Comment by throw219080123

6 days ago

> consider the fact that both Gemini and OpenAI got gold medal level performance

Yet ChatGPT 5 imagines API functions that are not there and cannot figure out basic solutions even when pointed to the original source code of libraries on GitHub.

5 comments

throw219080123

simonw 6 days ago

Which is why you run it in a coding agent loop using something like Codex CLI - then it doesn't matter if it imagines a non-existent function because it will correct itself when it tries to run the code.

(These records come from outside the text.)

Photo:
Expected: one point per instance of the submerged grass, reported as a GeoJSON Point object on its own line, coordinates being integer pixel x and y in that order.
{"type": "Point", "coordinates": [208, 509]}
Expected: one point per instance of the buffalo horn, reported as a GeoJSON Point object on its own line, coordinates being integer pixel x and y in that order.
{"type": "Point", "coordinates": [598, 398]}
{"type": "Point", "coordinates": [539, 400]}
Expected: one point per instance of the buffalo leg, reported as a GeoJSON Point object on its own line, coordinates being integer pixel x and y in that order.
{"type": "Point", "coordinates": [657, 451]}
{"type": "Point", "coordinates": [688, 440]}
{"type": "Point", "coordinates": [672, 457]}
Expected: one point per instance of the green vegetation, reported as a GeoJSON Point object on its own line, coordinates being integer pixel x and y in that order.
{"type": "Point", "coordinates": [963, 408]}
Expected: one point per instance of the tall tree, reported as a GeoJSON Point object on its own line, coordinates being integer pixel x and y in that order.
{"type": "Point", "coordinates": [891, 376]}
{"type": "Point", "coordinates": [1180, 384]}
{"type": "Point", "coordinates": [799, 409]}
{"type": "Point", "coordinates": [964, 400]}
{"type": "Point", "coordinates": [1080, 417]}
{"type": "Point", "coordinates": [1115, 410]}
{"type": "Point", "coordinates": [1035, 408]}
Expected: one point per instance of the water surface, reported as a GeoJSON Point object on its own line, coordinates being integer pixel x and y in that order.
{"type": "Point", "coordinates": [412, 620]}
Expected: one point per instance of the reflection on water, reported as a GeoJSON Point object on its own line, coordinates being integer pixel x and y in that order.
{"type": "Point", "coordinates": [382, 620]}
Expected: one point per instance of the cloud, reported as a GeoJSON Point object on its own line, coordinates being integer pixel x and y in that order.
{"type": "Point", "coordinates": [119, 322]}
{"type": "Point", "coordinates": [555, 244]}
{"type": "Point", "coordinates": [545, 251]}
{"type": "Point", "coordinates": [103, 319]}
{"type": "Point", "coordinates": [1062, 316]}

Can you expand on "cannot figure out basic solutions even when pointed to the original source code of libraries on GitHub"? I have it do that all the time and it works really well for me (at least with modern "reasoning" models like GPT-5 and Claude 4.)

steveklabnik 6 days ago

As a human, I sometimes write code that does not compile first try. This does not mean that I am stupid, only that I can make mistakes. And the development process has guardrails against me making mistakes, namely, running the compiler.

alickz 6 days ago

Agreed
Infallibility is an unrealistic bar to mark LLMs against

orbital-decay 6 days ago

Yes. I don't see why these have to be mutually exclusive.

buildbot 6 days ago

I feel they are mutually inclusive! I don’t think you can meaningfully create new things if you must always be 100% factually correct, because you might not know what correct is for the new thing.